Central Machinery 2hp Dust Collector

by Cian Perez

Up to this point, I've been using what was supposedly the most powerful shop-vac availaible at Home Depot for my dust collection duties: the Ridgid 6.5hp 16gallon leaf-blower combo unit. However, it wasn't really making all that much a difference when I attached this shop-vac to my Craftsman tablesaw. I had even outfitted my tablesaw with the accessory Craftsman tablesaw dust collector hook-up with a 2.5" port. This ridgid vac was truly powerful - it was just apparent that this wasn't its intended application.

Having a past stint as an air quality professional, I knew extended exposure to fine airborn dust was a silent killer, so I kept searching as I browsed around for other woodworking tips. I then caught word of this dust collector on the Woodnet forums. After reading about other users' experiences, I figured I needed to have one for my woodshop to reduce/eliminate the airborn dust generated by my woodworking tools.

I ordered my dust collector unit (Model no. 45378) from Harbor Freight's website on 1/3/03. I was able to view a status of "shipped" on Harbor Freight's order status webpage on 1/6/03. I received a postcard on 1/10/03 reaffirming that the dust collector was in fact shipped. The package appeared on my doorstep on 1/17/03. Fourteen days! Not too shabby.



The physical box arrived in near perfect form. This is very surprising since this baby is HEAVY (nearly 150 pounds). Most other owners have received a box that appears like it had gone through a civil war. Thank you UPS!



Everything was intact. The styrofoam was slightly broken from the heavy motor moving around a bit, but nothing was damaged.


Here's all the components laid out on the shop floor. All the bolts and screws were in their respective packages.



I had already mounted all the casters to the platform. Here is a pic of the motor mount being afixed to the base.

Assembly Tip: The brass colored bolts are for the casters.

Assembly Tip: The installation diagram depicts using washers and nuts for all the bolts supplied. However, you'll quickly notice as you go along that there are not enough washers and nuts to go around. This is because the platform base and bag-ring have threaded holes and do not require washers and nuts on the backside.


The bag ring upright supports being bolted to the base.

Assembly Tip: When screwing the bolts into the base, be careful to not overtighten the bolts and accidentally stripping the threaded holes. I overtightened one bolt while mounting an upright to the base, and I felt that screw hole just starting to give way.


The bag-ring being bolted to the supports.

The motor, fan housing, and exhaust tube installed. Note the power switch directly on the motor housing.

In these profile views, you can see the included inlet Y-adapter which converts two 4" ports into one 5" port.

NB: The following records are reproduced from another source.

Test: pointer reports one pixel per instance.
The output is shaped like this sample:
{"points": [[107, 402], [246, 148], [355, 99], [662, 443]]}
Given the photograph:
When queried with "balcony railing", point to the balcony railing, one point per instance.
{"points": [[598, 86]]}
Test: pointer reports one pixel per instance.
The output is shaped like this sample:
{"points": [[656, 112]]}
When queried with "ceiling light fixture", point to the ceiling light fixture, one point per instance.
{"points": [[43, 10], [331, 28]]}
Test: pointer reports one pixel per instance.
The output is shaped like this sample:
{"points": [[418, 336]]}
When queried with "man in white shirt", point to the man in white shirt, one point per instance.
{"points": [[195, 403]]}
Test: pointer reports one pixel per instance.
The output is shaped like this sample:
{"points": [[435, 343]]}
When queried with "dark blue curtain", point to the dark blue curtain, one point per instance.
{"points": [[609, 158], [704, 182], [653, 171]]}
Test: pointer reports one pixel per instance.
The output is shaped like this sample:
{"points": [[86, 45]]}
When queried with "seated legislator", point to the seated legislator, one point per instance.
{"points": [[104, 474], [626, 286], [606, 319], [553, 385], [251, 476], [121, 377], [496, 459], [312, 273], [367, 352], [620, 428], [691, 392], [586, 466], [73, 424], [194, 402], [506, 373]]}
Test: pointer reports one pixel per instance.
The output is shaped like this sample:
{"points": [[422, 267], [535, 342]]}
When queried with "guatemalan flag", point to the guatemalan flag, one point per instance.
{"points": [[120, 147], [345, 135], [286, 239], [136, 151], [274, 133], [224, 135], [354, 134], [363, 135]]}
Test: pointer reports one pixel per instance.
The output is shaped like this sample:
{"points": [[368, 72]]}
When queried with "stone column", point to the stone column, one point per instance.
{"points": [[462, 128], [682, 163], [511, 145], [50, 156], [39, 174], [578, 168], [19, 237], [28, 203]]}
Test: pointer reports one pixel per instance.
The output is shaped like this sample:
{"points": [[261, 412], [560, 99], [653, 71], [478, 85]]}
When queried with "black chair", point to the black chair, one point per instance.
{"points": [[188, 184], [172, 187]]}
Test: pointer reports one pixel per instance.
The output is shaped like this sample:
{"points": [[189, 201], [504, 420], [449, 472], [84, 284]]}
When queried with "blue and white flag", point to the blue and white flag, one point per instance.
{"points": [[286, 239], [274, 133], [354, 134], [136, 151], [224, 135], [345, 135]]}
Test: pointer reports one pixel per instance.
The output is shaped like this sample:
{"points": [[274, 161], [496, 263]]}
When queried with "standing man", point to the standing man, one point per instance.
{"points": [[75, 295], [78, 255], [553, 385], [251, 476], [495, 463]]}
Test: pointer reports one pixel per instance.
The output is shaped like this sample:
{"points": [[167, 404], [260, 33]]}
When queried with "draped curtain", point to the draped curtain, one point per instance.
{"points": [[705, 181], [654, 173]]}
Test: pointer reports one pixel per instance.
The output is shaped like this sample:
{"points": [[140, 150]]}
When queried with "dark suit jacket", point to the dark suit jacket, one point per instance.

I never bothered opening/installing the oem 30 micon bags. Instead, due to the warnings and recommendations of others, I ordered these...



Model No. BC2-1V

Purty, ain't she?

Assembly Tip: After threading the band clamp through the belt loops of the bottom filter bag, I used small spring clamps to hold it in place on the bag-ring while I positioned and secured the band clamp. I can't see doing this any other way if you have to install the bags alone by yourself.

Assembly Tip: The bottom bag of the Penn State BC2-1V set will sit above the platform by about two inches. You can make up for this space by cutting up some of the packing styrofoam that the DC came in to fit underneath the bag and affixing to the base with double-backed tape.